Polis memuru arkadaşının ölümüne dövünerek ağlamıştı, katil kendisi çıktı

İstanbul Kartal’da 2 yıl önce polis memuru Osman Yalınkaya’nın ormanlık alanda yaralı halde bulunduktan sonra tedavi gördüğü hastanede hayatını kaybetmesine ilişkin açılan davada tutuklu sanık Mahmut Sezgin hakkında 25 yıl hapis cezasına hükmedildi. Yalınkaya’nın çocukluk arkadaşı olan öğretmen Mahmut Sezgin’in iki yıl önce yaşanan olayda dövünerek ağladığı görüntüleri kameralara yansımıştı.

Polis memuru arkadaşının ölümüne dövünerek ağlamıştı, katil kendisi çıktı
Yayınlama: 15.06.2023
A+
A-

Kartal’da, polis memuru Osman Yalınkaya’nın ormanlık alanda yaralı halde bulunduktan sonra tedavi gördüğü hastanede hayatını kaybetmesine ilişkin açılan davada tutuklu sanık Mahmut Sezgin hakkında 25 yıl hapis cezasına hükmedildi.

GÖZYAŞLARINA BOĞULMUŞTU

Polis memuru Osman Yalınkaya’nın çocukluk arkadaşı olan öğretmen Mahmut Sezgin, iki yıl önce Yalınkaya’nın hayatını kaybettiği olayda gözyaşlarına boğulduğu anlarla kameralara yansımıştı.

“MAHKEME HEYETİNİN VİCDANINA GÜVENİYORUM”

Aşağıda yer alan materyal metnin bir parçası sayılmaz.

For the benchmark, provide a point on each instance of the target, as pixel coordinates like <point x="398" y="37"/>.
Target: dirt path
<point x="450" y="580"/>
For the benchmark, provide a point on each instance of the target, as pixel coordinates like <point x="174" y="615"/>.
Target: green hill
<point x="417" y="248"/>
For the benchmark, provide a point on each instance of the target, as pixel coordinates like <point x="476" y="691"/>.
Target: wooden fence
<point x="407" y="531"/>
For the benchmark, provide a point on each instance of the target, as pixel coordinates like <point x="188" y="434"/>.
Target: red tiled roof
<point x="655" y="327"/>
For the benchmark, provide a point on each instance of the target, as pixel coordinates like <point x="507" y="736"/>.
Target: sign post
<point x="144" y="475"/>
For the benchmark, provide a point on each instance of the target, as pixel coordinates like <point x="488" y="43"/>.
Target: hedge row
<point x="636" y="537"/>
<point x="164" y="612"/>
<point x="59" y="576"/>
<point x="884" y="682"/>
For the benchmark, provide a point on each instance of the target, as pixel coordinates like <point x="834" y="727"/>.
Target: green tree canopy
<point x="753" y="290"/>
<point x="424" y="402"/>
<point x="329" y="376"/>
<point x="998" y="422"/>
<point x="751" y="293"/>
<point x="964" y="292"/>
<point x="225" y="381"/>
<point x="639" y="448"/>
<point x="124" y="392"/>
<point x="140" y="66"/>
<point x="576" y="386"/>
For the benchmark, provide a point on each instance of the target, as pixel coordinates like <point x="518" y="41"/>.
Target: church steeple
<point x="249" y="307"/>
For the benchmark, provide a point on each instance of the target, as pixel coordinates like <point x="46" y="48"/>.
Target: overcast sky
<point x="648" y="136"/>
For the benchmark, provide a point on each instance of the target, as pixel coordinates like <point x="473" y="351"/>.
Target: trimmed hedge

İstanbul Anadolu 1. Ağır Ceza Mahkemesindeki karar duruşmasına tutuklu sanık Sezgin ile maktul Yalınkaya’nın ailesi ve taraf avukatları katıldı. Duruşmada savunmasını yapan Sezgin, beraatini ve tahliyesini talep ederek, “Önce Allah’a sonra mahkeme heyetinin vicdanına güveniyorum.” dedi.

İNDİRİM UYGULANMADI

Kararı açıklayan mahkeme heyeti oy çokluğu ile tutuklu sanık Mahmut Sezgin hakkında “kasten öldürme” suçundan önce müebbet hapis cezası verdi. Cezanın sanığın kişisel ve sosyal durumu, geleceği üzerindeki etkileri nedeniyle takdiri indirim uygulanmasına karar veren mahkeme Sezgin’i 25 yıl hapis cezası verilmesini kararlaştırırken cezada başka bir indirim uygulamadı. Üye hakim Fatih Taşdemir ise karara sanığın beraat ve tahliye edilmesi gerektiği yönünde muhalefet şerhi koydu.

Gerçekleşme şekli şüpheli veya tam olarak aydınlatılmamış olayların ve iddiaların sanığın aleyhine yorumlanıp mahkumiyet hükmü kurulamayacağını belirten hakim Taşdemir, “Ceza mahkumiyeti herhangi bir ihtimale değil kesin ve açık bir ispata dayanmalıdır. Bu ispat toplanan delillerin bir kısmına dayanılıp diğer kısmı göz ardı edilerek ulaşılan kanaate değil, kesin ve açık bir ispata dayanmalı ve hiçbir şüphe veya başka türlü oluşa imkan vermeyecek açıklıkta olmalıdır. Yüksek de olsa bir ihtimale dayanılarak sanığı cezalandırmak ceza muhakemesinin en önemli amacı olan gerçeğe ulaşmadan hüküm vermek anlamına gelecektir.” ifadelerini kullandı.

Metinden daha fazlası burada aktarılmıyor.